Original Research ARTICLE
Investigation of event-based memory surfaces for high-speed detection, unsupervised feature extraction, and object recognition
- 1Western Sydney University, Australia
In this work we investigate event-based feature extraction through a rigorous framework of testing. We test a hardware efficient variant of Spike Timing Dependent Plasticity (STDP) on a range of spatio-temporal kernels with different surface decaying methods, decay functions, receptive field sizes, feature numbers, and back end classifiers. This detailed investigation can provide helpful insights and rules of thumb for performance versus complexity trade-offs in more generalized networks, especially in the context of hardware implementation, where design choices can incur significant resource costs. The investigation is performed using a new dataset consisting of model airplanes being dropped free-hand close to the sensor. The target objects exhibit a wide range of relative orientations and velocities. This range of target velocities, analyzed in multiple configurations, allows a rigorous comparison of time-based decaying surfaces (time surfaces) versus event index-based decaying surface (index surfaces), which are used to perform unsupervised feature extraction, followed by target detection and recognition. We examine each processing stage by comparison to the use of raw events, as well as a range of alternative layer structures, and the use of random features. By comparing results from a linear classifier and an ELM classifier, we evaluate how each element of the system affects accuracy. To generate time and index surfaces, the most commonly used kernels, namely event binning kernels, linearly and exponentially decaying kernels, are investigated. Index surfaces were found to outperform time surfaces in recognition when invariance to target velocity was made a requirement. In the investigation of network structure, larger networks of neurons with large receptive field sizes were found to perform best. We find that a small number of event-based feature extractors can project the complex spatio-temporal event patterns of the dataset to an almost linearly separable representation in feature space, with best performing linear classifier achieving 98.75% recognition accuracy, using only twenty-five feature extracting neurons.

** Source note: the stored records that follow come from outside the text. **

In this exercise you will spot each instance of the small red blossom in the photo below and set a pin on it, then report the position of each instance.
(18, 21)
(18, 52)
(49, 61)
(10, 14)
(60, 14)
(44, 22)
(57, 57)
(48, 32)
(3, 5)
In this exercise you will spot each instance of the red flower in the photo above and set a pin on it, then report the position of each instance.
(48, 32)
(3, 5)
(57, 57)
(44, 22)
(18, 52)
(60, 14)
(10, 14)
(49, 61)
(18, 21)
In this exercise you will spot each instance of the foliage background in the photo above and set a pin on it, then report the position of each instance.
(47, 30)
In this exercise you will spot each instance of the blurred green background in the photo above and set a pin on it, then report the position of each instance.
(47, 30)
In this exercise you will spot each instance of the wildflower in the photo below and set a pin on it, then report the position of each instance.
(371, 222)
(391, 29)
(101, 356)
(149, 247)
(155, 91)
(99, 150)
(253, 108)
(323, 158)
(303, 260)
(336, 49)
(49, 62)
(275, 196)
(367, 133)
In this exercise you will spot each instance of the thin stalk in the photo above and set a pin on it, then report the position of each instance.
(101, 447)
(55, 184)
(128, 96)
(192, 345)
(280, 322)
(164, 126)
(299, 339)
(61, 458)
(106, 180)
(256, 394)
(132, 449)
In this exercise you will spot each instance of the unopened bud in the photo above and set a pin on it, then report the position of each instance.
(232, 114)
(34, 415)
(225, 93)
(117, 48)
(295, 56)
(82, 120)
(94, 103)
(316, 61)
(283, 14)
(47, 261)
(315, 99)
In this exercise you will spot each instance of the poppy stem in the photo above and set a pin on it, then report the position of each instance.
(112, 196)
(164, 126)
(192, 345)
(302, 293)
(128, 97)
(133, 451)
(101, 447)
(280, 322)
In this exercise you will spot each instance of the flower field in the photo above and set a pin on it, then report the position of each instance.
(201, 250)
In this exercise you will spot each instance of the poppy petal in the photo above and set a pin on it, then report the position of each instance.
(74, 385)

Keywords: event-based vision, Recognition & Classification, Neuromorphic, event-based, unsupervided learning
Received: 17 Aug 2018;
Accepted: 24 Dec 2018.
Edited by:Haizhou Li, National University of Singapore, Singapore
Reviewed by:Huajin Tang, Sichuan University, China
Arren Glover, Fondazione Istituto Italiano di Tecnologia, Italy
Copyright: © 2018 Afshar, Hamilton, Tapson, van Schaik and Cohen. This is an open-access article distributed under the terms of the Creative Commons Attribution License (CC BY). The use, distribution or reproduction in other forums is permitted, provided the original author(s) and the copyright owner(s) are credited and that the original publication in this journal is cited, in accordance with accepted academic practice. No use, distribution or reproduction is permitted which does not comply with these terms.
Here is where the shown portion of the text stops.